Now when a first-time mother is sitting in front of you, deranged from lack of sleep and recovering from a caesarean section, it’s probably best not to rely on a ‘join the dots’ form of communication, since subtlety and nuance can by-pass a new mum altogether. Clearly my baby lacked nourishment and my attempts to provide it weren’t doing the job.  However, I had picked up the notion that formula was akin to the devil’s own vomit and the nurse didn’t disabuse me of the notion.

My husband tried to tell me.

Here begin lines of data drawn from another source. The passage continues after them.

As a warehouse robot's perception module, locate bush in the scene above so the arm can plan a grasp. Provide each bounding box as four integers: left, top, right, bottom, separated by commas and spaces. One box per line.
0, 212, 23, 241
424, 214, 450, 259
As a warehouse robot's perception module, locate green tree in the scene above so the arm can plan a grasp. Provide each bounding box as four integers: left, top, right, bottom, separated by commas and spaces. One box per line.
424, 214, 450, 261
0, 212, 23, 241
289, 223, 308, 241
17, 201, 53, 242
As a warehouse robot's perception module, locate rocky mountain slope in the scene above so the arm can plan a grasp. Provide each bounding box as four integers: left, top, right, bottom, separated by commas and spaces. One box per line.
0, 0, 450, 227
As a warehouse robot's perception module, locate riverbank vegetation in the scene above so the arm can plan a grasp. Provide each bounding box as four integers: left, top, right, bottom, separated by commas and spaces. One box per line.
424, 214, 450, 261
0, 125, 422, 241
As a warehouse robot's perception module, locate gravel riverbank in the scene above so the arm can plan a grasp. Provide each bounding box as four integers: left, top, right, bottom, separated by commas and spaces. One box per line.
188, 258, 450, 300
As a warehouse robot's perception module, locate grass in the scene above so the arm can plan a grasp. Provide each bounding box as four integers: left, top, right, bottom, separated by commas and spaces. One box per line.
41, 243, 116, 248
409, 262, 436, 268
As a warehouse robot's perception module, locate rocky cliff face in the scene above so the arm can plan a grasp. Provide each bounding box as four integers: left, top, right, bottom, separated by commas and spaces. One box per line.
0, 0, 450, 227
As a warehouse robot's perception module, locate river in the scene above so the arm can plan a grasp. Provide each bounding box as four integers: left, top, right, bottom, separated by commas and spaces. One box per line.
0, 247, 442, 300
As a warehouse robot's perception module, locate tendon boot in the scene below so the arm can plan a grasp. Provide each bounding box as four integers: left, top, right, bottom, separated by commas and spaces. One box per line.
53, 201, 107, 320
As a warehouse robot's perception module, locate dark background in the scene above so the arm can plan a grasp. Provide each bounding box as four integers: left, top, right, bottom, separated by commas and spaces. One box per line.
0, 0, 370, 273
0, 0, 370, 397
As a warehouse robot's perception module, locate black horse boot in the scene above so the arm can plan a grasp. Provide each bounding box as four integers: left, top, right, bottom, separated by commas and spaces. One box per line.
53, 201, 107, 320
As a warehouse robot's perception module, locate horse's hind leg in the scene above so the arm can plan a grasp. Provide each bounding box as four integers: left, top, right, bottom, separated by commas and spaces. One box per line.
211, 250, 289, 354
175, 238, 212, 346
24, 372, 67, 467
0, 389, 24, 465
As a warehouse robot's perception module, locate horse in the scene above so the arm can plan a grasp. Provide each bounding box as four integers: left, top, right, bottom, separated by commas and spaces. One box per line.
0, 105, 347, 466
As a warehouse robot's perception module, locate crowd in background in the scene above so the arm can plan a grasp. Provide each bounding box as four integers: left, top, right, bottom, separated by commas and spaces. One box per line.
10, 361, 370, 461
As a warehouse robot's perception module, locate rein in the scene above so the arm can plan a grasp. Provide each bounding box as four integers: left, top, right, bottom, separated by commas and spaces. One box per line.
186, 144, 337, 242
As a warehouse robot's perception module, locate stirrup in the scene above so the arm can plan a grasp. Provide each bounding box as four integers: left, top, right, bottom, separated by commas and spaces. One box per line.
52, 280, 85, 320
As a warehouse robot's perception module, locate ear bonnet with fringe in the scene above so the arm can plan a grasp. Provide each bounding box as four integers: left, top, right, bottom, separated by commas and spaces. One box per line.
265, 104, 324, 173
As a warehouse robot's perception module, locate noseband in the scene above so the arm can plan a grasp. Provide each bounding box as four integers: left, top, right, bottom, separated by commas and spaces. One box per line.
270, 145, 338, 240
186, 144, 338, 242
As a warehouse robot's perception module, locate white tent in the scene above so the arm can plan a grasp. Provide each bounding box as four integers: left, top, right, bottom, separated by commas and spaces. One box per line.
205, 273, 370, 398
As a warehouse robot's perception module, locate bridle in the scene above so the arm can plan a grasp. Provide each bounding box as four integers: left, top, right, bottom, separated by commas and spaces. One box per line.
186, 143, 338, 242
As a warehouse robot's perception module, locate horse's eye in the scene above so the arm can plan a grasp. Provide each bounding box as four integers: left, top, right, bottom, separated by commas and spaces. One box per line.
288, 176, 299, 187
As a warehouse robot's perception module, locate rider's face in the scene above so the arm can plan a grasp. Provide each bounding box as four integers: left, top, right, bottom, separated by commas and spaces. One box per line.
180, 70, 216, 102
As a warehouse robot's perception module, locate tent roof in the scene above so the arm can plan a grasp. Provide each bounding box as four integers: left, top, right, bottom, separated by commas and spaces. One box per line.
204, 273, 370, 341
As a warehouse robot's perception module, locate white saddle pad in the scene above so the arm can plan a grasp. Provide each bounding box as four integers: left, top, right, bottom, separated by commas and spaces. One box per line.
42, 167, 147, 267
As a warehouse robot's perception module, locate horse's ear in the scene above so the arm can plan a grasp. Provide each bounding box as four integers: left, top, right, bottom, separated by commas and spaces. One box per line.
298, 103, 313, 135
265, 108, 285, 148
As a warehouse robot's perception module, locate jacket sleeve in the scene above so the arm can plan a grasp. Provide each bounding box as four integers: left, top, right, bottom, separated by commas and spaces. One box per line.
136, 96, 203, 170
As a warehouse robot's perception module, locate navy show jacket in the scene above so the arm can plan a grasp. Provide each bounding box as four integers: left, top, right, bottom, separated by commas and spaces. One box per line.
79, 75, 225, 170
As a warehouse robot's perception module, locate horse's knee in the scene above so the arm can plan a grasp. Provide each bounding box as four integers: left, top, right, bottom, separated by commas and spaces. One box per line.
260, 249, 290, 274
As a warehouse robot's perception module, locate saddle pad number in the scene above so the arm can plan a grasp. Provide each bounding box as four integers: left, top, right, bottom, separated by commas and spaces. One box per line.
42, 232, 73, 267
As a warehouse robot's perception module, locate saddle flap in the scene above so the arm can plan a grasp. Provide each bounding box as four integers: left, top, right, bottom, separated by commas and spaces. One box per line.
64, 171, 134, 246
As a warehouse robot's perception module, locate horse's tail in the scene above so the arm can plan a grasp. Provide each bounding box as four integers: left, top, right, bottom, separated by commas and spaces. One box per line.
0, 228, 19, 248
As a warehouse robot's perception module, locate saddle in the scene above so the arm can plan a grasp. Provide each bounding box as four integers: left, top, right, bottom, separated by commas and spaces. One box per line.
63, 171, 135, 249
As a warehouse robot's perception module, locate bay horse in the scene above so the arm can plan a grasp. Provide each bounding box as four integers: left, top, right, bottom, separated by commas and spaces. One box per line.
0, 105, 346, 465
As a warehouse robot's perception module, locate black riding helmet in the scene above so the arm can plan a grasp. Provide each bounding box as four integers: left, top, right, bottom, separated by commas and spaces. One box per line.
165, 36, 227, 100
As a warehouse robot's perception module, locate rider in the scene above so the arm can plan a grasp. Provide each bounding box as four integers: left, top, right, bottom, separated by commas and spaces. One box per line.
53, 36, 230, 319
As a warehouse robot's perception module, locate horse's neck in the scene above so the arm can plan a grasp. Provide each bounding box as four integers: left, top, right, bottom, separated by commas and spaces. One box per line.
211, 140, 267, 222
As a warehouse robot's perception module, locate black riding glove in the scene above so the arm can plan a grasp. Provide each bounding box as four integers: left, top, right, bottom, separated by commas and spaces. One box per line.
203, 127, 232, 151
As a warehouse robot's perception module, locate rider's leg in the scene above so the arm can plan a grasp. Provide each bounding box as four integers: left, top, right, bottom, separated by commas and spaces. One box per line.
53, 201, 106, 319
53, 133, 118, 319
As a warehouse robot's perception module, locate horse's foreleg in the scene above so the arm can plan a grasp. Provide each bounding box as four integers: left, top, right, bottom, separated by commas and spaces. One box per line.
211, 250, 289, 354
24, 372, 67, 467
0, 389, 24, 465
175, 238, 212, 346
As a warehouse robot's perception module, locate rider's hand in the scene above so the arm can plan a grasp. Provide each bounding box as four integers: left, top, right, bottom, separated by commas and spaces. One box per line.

My mother-in-law tried to tell me, but in my state of confusion and downright stupidity I ignored them, until a visiting midwife saw the state of us both and suggested that I get a bottle into the baby fast.

Between cracked bleeding nipples and my baby vomiting up bloody milk that had me frantically ringing the out-of-hours doctor; the first month of feeding was nightmarish. There wasn’t enough support or information. I didn’t give a shit about feeding in public and in fact DARED anyone to approach me in a café and tell me to feed my new born elsewhere. They could get to fuck. What I worried about was the fact that I couldn’t get the latch right and my milk-production had all but dried up. I needed a nurse on-site or at least on the end of the phone for that first month to establish the feeding routine. Obviously the NHS don’t provide that and new mums are left in a state of bafflement with a terrible side order of guilt.

I did have a wonderfully straight-talking health visitor who sought to  reassure me, and helped me feel a bit better, but I only met her when my baby was about a month old and I already felt I had given her a dreadful start in life.

I wish back then I had known Jennifer Hanratty. Jennifer runs the ‘Breastival Festival’ which encourages and supports women on the breast-feeding journey, and equally, if the experience has gone totally tits up for them (excuse the pun) they’ll help you cope with that too. It’s about creating a community where breast feeding is discussed openly, advice is given and myths are firmly dispelled.

Jennifer will be in conversation with Dr Lesley Dornan as part of the NI Science Festival on Saturday 22nd February. I have no doubt she will be fabulous, and I very much hope there’ll be more such discussions, as this is a subject which, for sake of the mental health of all new mums and their babies out there, needs much more attention.

Incase this resonates with anyone out there, Jennifer has kindly set on these details about groups currently offering support in NI at the moment. I wish you all good luck on your journeys.

Breastfeeding In Northern Ireland Facebook group, a closed group of thousands of women offering mum to mum support and advice 24/7
LA leche League helpline, speak to a local breastfeeding councellor or go along to a face to face meet up for practical, emotional and social support
National breastfeeding helpline 9.30am – 9.30pm every day of the year. Partners/those supporting a bf mum are also encouraged to call for help and advice on how best to support their loved one in her feeding goals.
The lovely Jennifer herself, with child number two.